Pero una cosa así, en el caso de Ernesto, podría dar lugar a una objeción malintencionada y miserable, que alguna vez le ha sido dirigida desde su patria. Me refiero a que esa dimensión universal de su pensamiento puede hacerle olvidar las peripecias y dolores de su vieja patria argentina. Pero nada de esto es cierto. La aparición en el año 2000 de su libro teórico y autobiográfico El velo de la ilusión disipa esa objeción. Aunque hayan pugnado por hacerlo invisible, el patriota verdadero es el que señala el dolor de sus gentes, las injusticias que se cometen con ellas y la irracionalidad y la corrupción de los gobiernos cotidianos. Con estas palabras lo saludaba yo entonces: "Un universitario cordobés de ascendencia liberal que dirige su mirada crítica sobre el propio país al mismo tiempo que sufre los contratiempos que le propina la versión oficial de la realidad asumida colectivamente. Esa confrontación de una vida individual y una historia ilusoria tiene un gran poder de sugestión. Porque nos presenta la singular insinuación que está en el fondo del libro: a medida que el testigo va tomando conciencia de todos los problemas de su patria ajenos al discurso histórico oficial, es el testigo y no la versión distorsionada de la realidad el que va perdiendo presencia en su propia sociedad. Cuando aparece el primer peronismo, con su furibunda mitificación de la realidad, el argentino que por carácter o por educación se distancia de aquella particular melopea nacional, empieza a resultar invisible. ‘En no poca medida Félix se sentía formando parte de una Argentina invisible’, escribe Garzón Valdés. A partir de ahí la imposibilidad de establecer una mediación entre el lenguaje colectivo y la mirada crítica individual se expresa en toda una fenomenología del rechazo que acaba por engendrar toda una gama de situaciones de invisibilidad forzosa: primero peregrino, después prescindible, luego exiliado, más tarde emigrado y al final, quizás, superfuo. Lo paradójico de esta dura vivencia es que aquellos que la sufren y contra los que a veces se dirige la insinuación de traidores (y hasta de ‘apátridas’) son precisamente quienes alertan con más calor sobre el engaño y la descomposición de su pueblo. Los otros, los patriotas aparentes y ruidosos, son los que crean, encubren o ignoran estas vergüenzas creyendo mantener con ello más alto el pabellón nacional".
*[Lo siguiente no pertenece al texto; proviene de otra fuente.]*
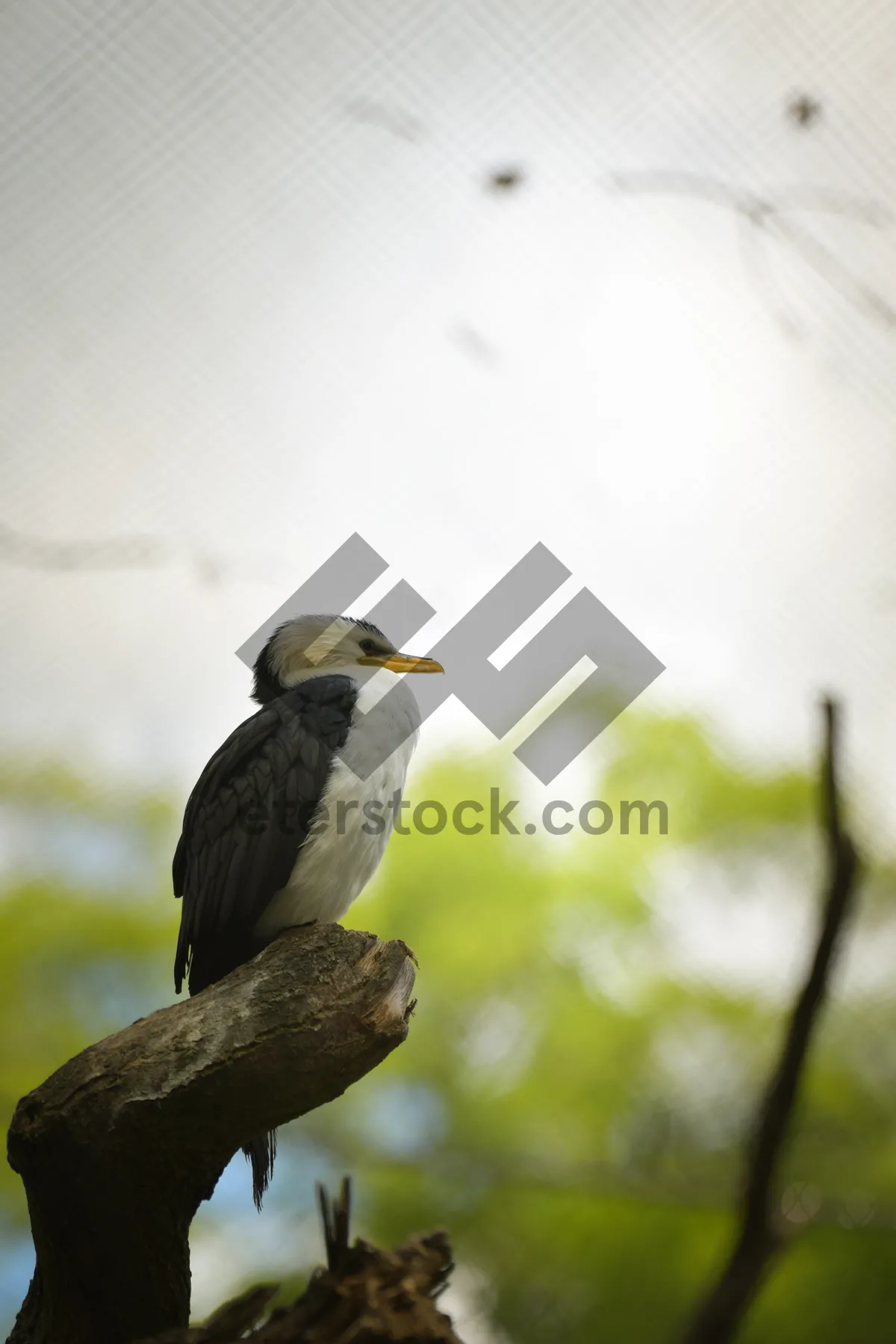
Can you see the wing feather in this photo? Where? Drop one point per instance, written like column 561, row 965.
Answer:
column 246, row 820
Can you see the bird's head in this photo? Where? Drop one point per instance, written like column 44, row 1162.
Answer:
column 314, row 645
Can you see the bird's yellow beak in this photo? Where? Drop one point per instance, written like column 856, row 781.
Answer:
column 401, row 663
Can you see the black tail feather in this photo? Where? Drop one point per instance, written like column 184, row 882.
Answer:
column 260, row 1154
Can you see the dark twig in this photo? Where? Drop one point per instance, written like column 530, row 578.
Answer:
column 759, row 1236
column 773, row 218
column 120, row 1145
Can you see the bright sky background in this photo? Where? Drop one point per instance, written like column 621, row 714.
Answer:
column 257, row 295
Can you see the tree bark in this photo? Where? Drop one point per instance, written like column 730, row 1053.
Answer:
column 120, row 1145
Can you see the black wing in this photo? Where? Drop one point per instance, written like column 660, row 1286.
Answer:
column 247, row 819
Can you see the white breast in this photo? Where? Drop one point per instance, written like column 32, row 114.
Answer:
column 335, row 866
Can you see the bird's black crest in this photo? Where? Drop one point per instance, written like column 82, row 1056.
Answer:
column 267, row 685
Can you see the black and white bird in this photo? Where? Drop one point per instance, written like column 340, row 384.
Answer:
column 290, row 818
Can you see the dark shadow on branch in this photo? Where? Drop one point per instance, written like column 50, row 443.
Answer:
column 773, row 218
column 363, row 1296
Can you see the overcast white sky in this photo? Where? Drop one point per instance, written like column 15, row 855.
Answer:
column 255, row 296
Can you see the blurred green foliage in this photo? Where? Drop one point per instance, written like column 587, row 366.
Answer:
column 574, row 1092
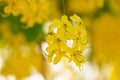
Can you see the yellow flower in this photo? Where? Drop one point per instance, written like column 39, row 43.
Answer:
column 32, row 11
column 66, row 39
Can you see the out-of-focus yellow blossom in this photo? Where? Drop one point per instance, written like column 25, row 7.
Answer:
column 32, row 11
column 84, row 6
column 115, row 6
column 23, row 60
column 106, row 38
column 20, row 58
column 67, row 38
column 9, row 37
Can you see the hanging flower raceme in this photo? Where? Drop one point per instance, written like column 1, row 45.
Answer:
column 32, row 11
column 67, row 38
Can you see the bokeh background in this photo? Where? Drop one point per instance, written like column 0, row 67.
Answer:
column 23, row 29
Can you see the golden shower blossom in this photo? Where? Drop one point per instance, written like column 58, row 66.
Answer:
column 67, row 38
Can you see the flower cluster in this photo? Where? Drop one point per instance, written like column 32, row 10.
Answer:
column 67, row 38
column 32, row 11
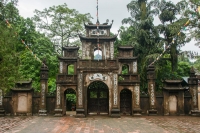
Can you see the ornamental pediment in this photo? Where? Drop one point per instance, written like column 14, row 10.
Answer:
column 98, row 76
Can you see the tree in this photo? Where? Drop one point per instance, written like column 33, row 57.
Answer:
column 142, row 34
column 171, row 28
column 61, row 23
column 9, row 58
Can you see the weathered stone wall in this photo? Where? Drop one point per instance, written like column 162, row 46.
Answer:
column 144, row 100
column 50, row 101
column 144, row 103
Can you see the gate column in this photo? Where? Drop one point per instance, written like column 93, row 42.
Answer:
column 193, row 87
column 80, row 112
column 136, row 101
column 2, row 111
column 151, row 90
column 44, row 87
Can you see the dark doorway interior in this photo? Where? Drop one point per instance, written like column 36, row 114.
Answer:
column 98, row 98
column 70, row 99
column 126, row 102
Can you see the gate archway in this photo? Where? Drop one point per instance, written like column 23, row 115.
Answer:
column 98, row 98
column 69, row 101
column 126, row 102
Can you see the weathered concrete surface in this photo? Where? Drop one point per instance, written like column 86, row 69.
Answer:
column 100, row 124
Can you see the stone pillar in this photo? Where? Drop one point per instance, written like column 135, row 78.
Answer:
column 199, row 92
column 58, row 110
column 136, row 101
column 115, row 111
column 193, row 87
column 2, row 111
column 151, row 90
column 44, row 88
column 80, row 112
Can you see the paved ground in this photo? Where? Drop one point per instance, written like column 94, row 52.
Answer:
column 100, row 124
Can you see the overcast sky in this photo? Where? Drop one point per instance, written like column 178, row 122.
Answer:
column 108, row 9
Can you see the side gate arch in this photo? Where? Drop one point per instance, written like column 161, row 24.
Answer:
column 126, row 101
column 106, row 79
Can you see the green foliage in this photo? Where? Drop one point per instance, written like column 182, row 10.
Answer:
column 9, row 58
column 61, row 23
column 142, row 34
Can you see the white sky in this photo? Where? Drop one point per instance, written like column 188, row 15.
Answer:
column 108, row 9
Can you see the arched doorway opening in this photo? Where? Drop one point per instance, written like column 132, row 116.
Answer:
column 126, row 102
column 173, row 105
column 70, row 101
column 98, row 98
column 97, row 54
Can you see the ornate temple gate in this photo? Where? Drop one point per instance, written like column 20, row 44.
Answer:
column 125, row 102
column 98, row 101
Hace bien poco hablábamos por teléfono. Era en mayo, días después de un pequeño y cálido homenaje que organizó Jorge Malem para él en la Universidad Pompeu Fabra de Barcelona. Como casi siempre, llamaba para incitarme a hacer algo, en su función perpetua de acicate para que no nos dejáramos dormir, no nos abandonáramos. "Unas pocas páginas más y lo sacamos como librito". "¿Por qué no lo dejamos para después del verano?", le dije. Como de broma, me respondió: "yo no puedo hacer planes a largo plazo". Nos reímos los dos. Le dije entonces: "acabo de leer lo que signi-fica ‘acicate’ en el castellano antiguo. Era un aguijón corto que se añadía a la espuela para montar: si tú eres el acicate, yo debo ser el caballo". Más risas. Desde que le conocí, hace más de treinta años, siempre han sido así las cosas. Mi antigua y minúscula deuda monetaria, es, obviamente, insignificante. Las auténticas deudas son las que no se pueden pagar. Lo importante, lo impagable, es que conocerlo y leerlo ha contribuido a mi enriquecimiento como ciudadano, me ha hecho ser mejor persona. A ver quién puede saldar esa deuda.